The foxes breed in spring, litters of six and seven cubs, and the specimens that appear regularly on social networks are young. They add to the wealth of natural fauna that can be seen in the Vega Baja in these covid months.
Another striking example of wildlife returning to the area is the flamingo breeding for the first time in the Torrevieja lagoon, and there is also a greater presence of hedgehogs, ladder snakes and other animals that can be increasingly observed in residential areas, even after the silence and tranquillity of confinement has come to an end.
But the fox has always been there. Their tracks and the remains of their excrement are common on the roads most travelled by visitors to the Natural Park, before and after the pandemic.
In addition to Torrevieja there is also more information on examples of wildlife seen in places where there has previously been none, or very little, such as the Orihuela Costa urbanisations, where only small areas of Mediterranean vegetation remain without human presence around the boulevards and ravines that have not yet been urbanised by the Orihuela Council, especially in the surroundings of the Dehesa de Campoamor.
Sightings of foxes are commonplace on the secondary roads that cross the protected landscape of Sierra Escalona, Rebate, Torreagüera and where San Miguel de Salinas meets with Orihuela Costa. They usually make “their rounds” at daybreak or early in the morning.

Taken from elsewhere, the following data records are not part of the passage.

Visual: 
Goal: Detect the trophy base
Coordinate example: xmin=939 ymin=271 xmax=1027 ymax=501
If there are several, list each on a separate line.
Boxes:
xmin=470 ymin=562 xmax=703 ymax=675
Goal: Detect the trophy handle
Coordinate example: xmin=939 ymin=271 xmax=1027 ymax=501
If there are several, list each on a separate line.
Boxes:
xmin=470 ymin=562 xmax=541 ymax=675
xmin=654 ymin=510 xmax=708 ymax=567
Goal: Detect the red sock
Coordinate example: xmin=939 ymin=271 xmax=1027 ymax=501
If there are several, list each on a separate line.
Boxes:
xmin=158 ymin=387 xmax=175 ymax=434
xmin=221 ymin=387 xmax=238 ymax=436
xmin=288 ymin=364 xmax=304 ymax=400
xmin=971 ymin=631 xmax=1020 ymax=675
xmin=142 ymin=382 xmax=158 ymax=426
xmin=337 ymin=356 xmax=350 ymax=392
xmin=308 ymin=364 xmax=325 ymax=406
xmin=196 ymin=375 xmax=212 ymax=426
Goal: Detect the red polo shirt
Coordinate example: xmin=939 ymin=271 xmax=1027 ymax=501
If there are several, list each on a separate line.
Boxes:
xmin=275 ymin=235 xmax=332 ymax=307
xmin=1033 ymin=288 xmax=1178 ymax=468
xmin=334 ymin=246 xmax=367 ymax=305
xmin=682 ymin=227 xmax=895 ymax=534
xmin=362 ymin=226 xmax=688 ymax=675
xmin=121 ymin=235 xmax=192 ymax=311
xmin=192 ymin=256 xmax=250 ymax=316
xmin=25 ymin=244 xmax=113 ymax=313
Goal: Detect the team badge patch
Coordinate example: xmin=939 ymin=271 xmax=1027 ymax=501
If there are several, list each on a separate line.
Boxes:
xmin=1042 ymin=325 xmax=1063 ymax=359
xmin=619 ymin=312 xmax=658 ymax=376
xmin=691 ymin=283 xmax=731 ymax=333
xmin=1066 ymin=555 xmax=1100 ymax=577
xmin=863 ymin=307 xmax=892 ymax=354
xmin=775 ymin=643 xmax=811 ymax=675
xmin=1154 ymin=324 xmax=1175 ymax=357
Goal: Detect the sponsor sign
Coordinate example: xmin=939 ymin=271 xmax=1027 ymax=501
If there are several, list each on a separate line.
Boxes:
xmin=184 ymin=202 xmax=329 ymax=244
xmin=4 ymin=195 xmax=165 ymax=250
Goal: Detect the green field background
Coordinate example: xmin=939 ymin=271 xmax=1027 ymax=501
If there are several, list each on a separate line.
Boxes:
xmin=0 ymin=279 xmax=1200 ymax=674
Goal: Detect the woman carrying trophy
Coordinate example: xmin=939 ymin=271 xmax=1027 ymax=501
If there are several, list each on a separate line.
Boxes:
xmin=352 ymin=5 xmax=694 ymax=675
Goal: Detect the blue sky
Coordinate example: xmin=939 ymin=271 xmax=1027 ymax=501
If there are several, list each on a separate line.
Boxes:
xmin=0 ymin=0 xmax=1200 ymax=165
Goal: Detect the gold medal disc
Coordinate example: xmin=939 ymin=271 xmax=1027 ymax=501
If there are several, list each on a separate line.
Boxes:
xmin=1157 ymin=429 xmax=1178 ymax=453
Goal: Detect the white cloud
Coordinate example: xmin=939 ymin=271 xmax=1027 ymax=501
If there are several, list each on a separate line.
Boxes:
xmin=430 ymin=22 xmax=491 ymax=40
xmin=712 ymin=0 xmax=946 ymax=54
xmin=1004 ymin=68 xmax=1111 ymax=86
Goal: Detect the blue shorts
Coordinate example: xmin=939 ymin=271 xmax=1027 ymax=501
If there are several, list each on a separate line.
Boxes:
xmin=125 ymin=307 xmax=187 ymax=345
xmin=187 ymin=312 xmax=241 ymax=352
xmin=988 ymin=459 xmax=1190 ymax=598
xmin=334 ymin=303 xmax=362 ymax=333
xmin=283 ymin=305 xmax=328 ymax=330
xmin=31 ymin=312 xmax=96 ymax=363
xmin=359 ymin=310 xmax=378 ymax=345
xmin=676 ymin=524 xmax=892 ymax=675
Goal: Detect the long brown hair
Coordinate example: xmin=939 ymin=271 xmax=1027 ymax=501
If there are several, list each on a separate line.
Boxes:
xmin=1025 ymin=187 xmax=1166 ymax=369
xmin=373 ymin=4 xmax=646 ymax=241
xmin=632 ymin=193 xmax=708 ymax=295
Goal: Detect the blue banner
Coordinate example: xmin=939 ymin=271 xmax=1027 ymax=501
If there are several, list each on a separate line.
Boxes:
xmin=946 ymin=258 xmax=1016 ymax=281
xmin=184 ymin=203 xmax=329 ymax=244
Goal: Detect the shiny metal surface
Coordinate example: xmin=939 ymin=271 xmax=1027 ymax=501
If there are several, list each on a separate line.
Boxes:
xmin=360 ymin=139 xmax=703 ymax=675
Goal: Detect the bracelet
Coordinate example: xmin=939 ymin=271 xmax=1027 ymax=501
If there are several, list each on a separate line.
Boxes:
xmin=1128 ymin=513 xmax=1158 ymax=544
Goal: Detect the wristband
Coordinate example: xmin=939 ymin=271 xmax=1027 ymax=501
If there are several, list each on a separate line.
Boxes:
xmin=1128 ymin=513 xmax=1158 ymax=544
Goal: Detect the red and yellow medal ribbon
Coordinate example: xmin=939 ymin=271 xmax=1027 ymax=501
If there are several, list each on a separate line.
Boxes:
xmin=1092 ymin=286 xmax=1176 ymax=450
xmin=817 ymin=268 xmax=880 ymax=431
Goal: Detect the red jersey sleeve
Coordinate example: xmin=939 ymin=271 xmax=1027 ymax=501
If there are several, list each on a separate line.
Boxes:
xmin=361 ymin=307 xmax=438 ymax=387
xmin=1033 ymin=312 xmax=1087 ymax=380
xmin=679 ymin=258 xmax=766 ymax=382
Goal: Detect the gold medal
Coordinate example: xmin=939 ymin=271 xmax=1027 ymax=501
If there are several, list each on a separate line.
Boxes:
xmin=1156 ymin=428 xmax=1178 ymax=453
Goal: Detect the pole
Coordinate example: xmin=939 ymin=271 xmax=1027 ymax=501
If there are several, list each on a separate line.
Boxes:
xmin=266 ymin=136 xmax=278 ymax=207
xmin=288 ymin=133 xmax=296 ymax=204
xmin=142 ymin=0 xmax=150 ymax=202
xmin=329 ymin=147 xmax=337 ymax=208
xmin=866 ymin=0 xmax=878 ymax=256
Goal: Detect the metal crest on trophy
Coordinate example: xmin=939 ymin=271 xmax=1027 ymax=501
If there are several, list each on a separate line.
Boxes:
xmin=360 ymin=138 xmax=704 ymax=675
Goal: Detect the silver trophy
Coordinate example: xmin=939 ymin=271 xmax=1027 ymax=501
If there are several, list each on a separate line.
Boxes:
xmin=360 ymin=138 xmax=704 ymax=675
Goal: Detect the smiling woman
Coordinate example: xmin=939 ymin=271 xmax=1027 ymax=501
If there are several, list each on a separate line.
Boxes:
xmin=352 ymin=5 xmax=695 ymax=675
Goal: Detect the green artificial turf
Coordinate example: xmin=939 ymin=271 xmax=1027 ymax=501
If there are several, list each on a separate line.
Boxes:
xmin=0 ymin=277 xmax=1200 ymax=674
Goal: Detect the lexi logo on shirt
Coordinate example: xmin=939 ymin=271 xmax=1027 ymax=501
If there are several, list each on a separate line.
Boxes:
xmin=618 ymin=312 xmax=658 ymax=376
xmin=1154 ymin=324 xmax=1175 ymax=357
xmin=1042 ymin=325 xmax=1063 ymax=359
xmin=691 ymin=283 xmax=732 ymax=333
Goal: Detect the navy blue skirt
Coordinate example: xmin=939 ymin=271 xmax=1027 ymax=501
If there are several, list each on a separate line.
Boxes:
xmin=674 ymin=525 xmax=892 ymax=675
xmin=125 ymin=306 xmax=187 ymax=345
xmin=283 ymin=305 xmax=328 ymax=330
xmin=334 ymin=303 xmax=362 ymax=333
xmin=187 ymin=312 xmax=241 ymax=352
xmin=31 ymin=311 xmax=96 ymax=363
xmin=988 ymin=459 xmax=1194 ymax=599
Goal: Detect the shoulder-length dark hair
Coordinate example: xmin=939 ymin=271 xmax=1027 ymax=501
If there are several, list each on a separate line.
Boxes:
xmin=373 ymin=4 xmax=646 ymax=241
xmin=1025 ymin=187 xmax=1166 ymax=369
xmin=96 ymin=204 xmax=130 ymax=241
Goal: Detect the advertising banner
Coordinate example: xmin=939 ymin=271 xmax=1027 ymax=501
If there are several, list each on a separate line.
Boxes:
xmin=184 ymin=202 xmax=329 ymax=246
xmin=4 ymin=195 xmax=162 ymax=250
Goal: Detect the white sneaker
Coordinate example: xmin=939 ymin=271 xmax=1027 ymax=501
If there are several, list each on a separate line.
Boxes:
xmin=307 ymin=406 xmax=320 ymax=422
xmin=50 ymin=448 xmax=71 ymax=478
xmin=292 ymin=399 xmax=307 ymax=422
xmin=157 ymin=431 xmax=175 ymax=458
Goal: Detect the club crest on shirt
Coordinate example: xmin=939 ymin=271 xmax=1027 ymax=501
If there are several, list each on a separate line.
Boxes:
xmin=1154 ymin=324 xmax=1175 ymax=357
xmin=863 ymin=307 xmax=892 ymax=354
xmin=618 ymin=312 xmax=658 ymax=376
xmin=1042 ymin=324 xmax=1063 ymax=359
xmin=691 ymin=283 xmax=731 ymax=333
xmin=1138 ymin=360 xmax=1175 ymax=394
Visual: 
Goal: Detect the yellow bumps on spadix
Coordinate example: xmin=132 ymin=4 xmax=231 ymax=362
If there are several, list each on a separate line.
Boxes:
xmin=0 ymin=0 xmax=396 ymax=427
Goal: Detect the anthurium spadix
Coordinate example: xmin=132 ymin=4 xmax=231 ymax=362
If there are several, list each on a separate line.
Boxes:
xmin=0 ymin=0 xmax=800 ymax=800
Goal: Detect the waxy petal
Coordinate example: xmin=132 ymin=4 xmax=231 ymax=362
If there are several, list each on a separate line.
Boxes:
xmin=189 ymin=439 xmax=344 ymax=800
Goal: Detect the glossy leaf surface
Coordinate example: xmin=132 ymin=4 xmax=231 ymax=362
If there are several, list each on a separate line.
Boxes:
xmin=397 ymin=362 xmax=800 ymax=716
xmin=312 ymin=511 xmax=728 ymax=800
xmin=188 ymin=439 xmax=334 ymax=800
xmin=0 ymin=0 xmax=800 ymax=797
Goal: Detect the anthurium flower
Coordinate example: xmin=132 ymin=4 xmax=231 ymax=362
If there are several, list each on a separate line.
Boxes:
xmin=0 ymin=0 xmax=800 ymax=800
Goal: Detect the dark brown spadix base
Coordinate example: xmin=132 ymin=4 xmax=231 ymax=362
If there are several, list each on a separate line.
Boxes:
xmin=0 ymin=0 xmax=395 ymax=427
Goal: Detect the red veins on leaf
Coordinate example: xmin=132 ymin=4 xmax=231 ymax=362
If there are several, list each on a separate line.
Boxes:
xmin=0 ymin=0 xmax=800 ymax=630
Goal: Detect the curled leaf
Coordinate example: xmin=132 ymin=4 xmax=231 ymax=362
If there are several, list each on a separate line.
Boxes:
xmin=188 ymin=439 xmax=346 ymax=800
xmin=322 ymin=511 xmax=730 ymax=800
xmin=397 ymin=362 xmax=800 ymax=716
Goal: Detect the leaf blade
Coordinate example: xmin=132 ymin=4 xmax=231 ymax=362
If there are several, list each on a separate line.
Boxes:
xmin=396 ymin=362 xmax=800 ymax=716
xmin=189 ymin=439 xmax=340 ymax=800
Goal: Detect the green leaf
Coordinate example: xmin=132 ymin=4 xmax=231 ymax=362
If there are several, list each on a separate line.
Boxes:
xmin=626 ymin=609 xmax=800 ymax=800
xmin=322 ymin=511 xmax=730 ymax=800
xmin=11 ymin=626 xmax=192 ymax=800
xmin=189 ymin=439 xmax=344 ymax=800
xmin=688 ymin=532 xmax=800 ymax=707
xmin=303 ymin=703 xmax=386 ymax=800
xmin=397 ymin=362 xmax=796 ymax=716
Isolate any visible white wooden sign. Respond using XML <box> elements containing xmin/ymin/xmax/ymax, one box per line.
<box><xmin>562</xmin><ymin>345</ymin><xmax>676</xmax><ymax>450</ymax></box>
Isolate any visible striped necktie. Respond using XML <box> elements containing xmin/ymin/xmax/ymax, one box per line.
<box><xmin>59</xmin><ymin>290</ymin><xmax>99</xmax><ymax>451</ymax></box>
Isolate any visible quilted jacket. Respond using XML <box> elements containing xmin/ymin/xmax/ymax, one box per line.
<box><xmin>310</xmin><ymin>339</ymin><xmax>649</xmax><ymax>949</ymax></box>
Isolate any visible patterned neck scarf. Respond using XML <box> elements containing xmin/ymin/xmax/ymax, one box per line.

The fox is very useful in its environment because, like all predators, it keeps down the populations of rabbits and rodents and also keeps at bay the diseases that these animals can transmit. The fox eats everything, and if it needs to, it is able to get close to residential areas and survive in them, even if they are densely populated. He can survive by eating fruit as some vineyards in the natural park will confirm, but he much prefers rabbits and rodents.
Scientific estimates indicate that a single fox is capable of hunting 3,000 rodents a year, a plus when the increase in the presence of rats is making itself felt in residential areas on the coast. It is also a specialist in rabbits, and this is also a useful advantage to farmers in the Vega Baja where there are large agricultural areas affected by the damage they cause to crops.